And now you’re back at home, in the family home. And you’re back in bed, your childhood bed and all around there is the smell of fresh rutabagas being sautéed in butter and you tramp downstairs in your new feet pajamas and mom’s still in the kitchen cooking 12 kinds of vegetables and 12 kinds of meats and 12 kinds of soup and your sister’s in the basement with 12 loads of laundry folding it so it’s just right while she’s thinking of some new stalker boyfriend and your brother’s on the couch and there are twelve minutes left in the Bears game and he’s cursing Rashan Salaam and your father’s on the front porch reading page 12 of the Chicagoland section of the Chicago Tribune” Yitgadal Yitcadash Abarbanel, Yitgadal Yitcadash Birnbaum Yitgadal Yitcadash Cohen.” And you feel like the Jewish Emily from Our Town in the immigrants’ ghetto of Grovers Corners and you say, “I can’t doing anything here. I can’t do a thing.” So you stumble out frantically back to the doors and you choose the next one, the door marked COMPROMISE.

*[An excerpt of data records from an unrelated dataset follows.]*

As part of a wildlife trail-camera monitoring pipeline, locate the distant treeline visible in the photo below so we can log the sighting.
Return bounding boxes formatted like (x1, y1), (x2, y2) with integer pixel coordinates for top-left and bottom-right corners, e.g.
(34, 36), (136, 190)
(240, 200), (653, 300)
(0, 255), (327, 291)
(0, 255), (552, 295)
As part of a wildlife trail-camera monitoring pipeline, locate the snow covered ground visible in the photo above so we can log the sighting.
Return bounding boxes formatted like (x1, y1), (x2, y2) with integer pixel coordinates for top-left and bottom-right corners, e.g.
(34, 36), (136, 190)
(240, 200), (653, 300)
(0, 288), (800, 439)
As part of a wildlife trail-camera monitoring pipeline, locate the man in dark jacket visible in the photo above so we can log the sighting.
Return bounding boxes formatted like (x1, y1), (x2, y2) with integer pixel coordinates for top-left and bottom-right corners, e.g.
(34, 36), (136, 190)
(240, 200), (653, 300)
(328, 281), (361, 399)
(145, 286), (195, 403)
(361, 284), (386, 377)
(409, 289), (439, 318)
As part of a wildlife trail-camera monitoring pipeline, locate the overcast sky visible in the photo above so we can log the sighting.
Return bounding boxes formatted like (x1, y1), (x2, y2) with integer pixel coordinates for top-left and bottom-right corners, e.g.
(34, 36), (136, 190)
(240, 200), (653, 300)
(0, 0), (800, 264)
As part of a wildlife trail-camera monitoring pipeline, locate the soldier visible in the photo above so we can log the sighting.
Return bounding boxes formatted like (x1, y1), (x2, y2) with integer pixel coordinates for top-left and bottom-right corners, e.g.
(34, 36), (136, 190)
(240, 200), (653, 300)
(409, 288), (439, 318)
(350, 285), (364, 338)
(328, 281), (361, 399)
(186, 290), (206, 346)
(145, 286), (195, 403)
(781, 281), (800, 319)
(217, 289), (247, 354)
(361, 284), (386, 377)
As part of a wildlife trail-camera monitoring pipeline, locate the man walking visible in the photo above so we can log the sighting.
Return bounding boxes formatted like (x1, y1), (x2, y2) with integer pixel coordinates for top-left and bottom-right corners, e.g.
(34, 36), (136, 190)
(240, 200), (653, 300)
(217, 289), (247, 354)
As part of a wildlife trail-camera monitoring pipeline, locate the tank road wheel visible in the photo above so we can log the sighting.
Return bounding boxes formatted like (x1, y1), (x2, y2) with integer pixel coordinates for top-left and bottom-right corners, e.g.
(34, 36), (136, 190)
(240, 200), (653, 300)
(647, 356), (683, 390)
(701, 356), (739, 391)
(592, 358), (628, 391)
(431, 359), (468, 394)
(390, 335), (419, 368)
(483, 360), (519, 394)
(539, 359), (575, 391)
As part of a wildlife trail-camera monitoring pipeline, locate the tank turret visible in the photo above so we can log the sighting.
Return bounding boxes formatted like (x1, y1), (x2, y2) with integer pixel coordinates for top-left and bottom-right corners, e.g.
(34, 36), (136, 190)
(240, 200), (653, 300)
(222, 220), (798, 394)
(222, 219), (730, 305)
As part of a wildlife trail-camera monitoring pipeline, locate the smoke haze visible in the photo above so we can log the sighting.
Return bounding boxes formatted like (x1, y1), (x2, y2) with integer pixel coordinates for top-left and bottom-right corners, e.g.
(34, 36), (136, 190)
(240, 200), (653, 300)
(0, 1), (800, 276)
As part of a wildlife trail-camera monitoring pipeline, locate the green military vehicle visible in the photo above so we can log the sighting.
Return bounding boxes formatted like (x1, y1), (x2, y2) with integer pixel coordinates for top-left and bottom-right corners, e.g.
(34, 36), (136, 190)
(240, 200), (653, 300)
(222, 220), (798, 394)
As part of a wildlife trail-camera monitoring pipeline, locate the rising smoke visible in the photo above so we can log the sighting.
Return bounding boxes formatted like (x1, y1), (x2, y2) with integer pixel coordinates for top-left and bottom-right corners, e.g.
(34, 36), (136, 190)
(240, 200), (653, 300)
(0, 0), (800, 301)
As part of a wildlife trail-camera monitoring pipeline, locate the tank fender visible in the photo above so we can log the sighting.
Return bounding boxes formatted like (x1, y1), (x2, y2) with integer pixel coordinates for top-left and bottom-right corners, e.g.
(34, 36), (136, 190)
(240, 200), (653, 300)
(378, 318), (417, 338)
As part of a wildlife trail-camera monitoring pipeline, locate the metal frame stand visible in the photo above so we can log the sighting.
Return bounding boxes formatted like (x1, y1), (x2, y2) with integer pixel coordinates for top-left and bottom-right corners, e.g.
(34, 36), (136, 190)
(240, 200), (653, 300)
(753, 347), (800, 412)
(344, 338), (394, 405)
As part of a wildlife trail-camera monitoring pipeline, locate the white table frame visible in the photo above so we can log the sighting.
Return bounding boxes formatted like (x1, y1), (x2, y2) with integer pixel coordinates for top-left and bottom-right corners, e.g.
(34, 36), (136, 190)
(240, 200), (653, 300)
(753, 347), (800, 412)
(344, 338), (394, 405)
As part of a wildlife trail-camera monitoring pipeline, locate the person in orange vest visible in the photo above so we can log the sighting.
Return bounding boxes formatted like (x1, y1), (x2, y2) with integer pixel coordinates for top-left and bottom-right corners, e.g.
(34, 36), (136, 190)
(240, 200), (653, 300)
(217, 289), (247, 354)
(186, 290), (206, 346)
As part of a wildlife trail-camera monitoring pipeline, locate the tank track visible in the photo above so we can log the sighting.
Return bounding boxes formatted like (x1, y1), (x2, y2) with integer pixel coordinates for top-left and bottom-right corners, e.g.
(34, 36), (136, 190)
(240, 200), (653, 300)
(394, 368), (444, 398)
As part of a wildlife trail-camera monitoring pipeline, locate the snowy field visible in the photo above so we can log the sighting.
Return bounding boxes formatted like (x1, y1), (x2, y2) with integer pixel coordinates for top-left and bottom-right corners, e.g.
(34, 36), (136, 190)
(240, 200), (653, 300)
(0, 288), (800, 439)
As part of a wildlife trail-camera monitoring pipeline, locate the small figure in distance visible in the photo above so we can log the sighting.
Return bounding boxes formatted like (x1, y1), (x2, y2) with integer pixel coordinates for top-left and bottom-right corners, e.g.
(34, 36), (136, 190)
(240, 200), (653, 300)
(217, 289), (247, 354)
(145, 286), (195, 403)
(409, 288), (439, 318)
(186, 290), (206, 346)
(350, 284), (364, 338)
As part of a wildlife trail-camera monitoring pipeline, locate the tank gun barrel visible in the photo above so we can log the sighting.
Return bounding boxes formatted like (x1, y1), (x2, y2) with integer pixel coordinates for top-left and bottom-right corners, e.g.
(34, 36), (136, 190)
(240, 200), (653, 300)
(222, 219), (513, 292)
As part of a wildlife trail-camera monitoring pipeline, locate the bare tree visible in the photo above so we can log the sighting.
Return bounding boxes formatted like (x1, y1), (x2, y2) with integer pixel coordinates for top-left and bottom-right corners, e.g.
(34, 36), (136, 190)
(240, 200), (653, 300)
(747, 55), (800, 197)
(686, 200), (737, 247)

“Congratulations,” an octopus says. “You’ve chosen wisely.”
And you open the door and you’re in the downtown district of some cloned mid-sized city where you hear the clock chime 9 and an octopus gives you a suit and a tie and an octopus greets you warmly as you step into an elevator where an octopus elevator operator presses your floor and you walk out into the octopus air into an endless office where octopi stare at computer screens and you sit down at your octopus cubicle and look down at your octopus fingers and stare at your octopus screen and look at your octopus face reflected in the octopus glass and you hear the octopus clock chime five and so you push onto the octopus elevator and get on the octopus bus and you push through the octopus passengers and get off at your octopus stop and walk to your octopus home and you eat dinner with your octopus children and fall asleep watching TV in the arms of your octopus bride until you hear the alarm clock ring and you say, “Oh no not again. Oh no not again.” And you run back for the doors and you find yourself standing before Door #8, the door marked MADNESS.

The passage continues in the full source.